Rocket technology is a highly developed discipline with a deep experience and application base. In contradistinction, flight-scale scramjet technology is still in a developmental stage. Considerations such as initiating and sustaining stable combustion is a supersonic stream, efficient conversion of fuel chemical energy to kinetic energy, and optimal integration of the scramjet propulsion system into a hypersonic airframe are among the challenges that face designers.
Also known as the HYPER-X Research Vehicle (HXRV), the X-43A aircraft was a scramjet test bed. The aircraft measured 12 feet in length, 5 feet in width, and weighed nearly 3,000 pounds. The X-43A was boosted to scramjet take-over speeds with a modified Orbital Sciences Pegasus rocket booster.
The combined HXRV-Pegasus stack was referred to as the HYPER-X Launch Vehicle (HXLV). Measuring approximately 50 feet in length, the HXLV weighed slightly more than 41,000 pounds. The HXLV was air-launched from a B-52 mothership. Together, the entire assemblage constituted a 3-stage vehicle.
The second flight of the HYPER-X program took place on Saturday, 27 March 2004. The flight originated from Edwards Air Force Base, California. Using Runway 04, NASA’s venerable B-52B (S/N 52-0008) started its take-off roll at approximately 20:40 UTC. The aircraft then headed for the Pacific Ocean launch point located just west of San Nicholas Island.
At 21:59:58 UTC, the HXLV fell away from the B-52B mothership. Following a 5 second free fall, rocket motor ignition occurred and the HXLV initiated a pull-up to start its climb and acceleration to the test window. It took the HXLV about 90 seconds to reach a speed of slightly over Mach 7.

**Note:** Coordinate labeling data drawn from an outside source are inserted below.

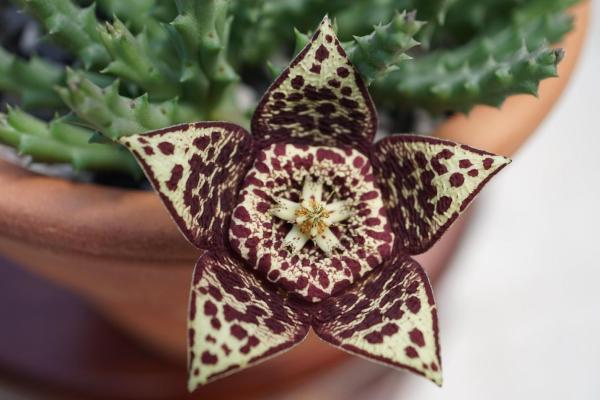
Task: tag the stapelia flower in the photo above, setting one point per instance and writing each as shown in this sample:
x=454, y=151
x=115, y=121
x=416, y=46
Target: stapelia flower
x=305, y=223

Following rocket motor burnout and a brief coast period, the HXRV (X-43A) successfully separated from the Pegasus booster at 94,069feet and Mach 6.95. The HXRV scramjet was operative by Mach 6.83. Supersonic combustion and thrust production were successfully achieved. Total power-on flight duration was approximately 11 seconds.
As the X-43A decelerated along its post-burn descent flight path, the aircraft performed a series of data gathering flight maneuvers. A vast quantity of high-quality aerodynamic and flight control system data were acquired for Mach numbers ranging from hypersonic to transonic. Finally, the X-43A impacted the Pacific Ocean at a point about 450 nautical miles due west of its launch location. Total flight time was approximately 15 minutes.
The HYPER-X Program made history that day in late March 2004. Supersonic combustion and thrust production of an airframe-integrated scramjet were achieved for the first time in flight; a goal that dated back to before the X-15 Program. Along the way, the X-43A established a speed record for airbreathing aircraft and earned a Guinness World Record for its efforts.